# ANA Air Miles - Credit Card



## heartface

So I'm fast realising that airmiles are worth something in Japan considering how much a flight costs to go anywhere! Does anyone have any tips on collecting air miles in Japan? I'm thinking of applying for an ANA Visa/Suica but as a non-Japanese speaker I fear this may be a challenge. Can anyone recommend the best way to collect air miles as a resident in Japan?


----------



## Joppa

heartface said:


> So I'm fast realising that airmiles are worth something in Japan considering how much a flight costs to go anywhere! Does anyone have any tips on collecting air miles in Japan? I'm thinking of applying for an ANA Visa/Suica but as a non-Japanese speaker I fear this may be a challenge. Can anyone recommend the best way to collect air miles as a resident in Japan?

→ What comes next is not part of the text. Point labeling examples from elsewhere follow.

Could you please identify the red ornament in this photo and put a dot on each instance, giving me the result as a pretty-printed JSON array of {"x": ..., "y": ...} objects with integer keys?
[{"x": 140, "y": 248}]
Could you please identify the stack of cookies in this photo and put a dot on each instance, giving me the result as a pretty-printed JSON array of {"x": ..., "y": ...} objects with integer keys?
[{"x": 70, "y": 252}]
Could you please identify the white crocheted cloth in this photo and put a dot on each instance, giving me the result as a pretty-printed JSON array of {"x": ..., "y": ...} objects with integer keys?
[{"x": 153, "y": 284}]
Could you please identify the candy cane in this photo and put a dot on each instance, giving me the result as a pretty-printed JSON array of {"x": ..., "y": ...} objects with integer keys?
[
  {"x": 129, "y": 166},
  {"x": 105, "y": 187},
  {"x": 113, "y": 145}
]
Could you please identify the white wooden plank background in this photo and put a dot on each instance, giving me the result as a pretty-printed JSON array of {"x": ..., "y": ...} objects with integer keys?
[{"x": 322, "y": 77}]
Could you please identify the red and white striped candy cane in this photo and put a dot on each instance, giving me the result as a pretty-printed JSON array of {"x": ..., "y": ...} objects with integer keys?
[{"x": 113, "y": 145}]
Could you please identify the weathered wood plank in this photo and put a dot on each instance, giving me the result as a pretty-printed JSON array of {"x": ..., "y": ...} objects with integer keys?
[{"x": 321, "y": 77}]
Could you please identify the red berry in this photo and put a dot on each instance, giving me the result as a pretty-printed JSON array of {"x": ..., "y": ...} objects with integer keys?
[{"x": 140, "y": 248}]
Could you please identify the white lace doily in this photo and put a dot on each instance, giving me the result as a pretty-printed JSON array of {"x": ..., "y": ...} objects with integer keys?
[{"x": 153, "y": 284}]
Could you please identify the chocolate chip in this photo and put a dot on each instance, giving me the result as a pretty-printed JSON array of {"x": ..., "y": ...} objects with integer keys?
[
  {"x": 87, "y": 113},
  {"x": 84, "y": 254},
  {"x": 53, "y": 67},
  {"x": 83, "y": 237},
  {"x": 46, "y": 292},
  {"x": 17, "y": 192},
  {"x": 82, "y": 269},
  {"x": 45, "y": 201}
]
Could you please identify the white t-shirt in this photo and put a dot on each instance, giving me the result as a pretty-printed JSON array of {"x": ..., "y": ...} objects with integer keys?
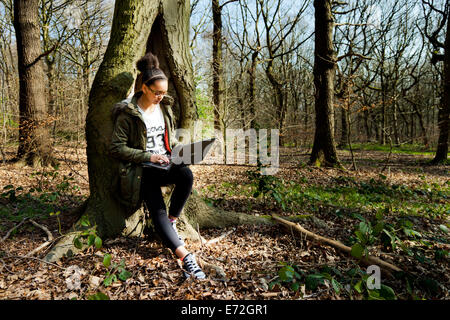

Provided you are a long-stay resident with alien card and established employment, it shouldn't be too difficult to get a Japanese credit card, though there is no sure way of knowing whether they issue you one until you apply.
Best way to collect frequent flyer miles is to travel on ANA and other Star Alliance carriers. Anyone can join ANA Mileage Club and you can earn miles in certain stores, car hire operators or hotels, as well as crediting Star Alliance flights such as Lufthansa and Swiss to your ANA account. It will take several intercontinental return trips before you collect enough miles for a free longhaul flight, but you still have to pay taxes and fees.
Go to FlyerTalk - The world's most popular frequent flyer community and ANA Mileage Club forum for expert help and hints.


----------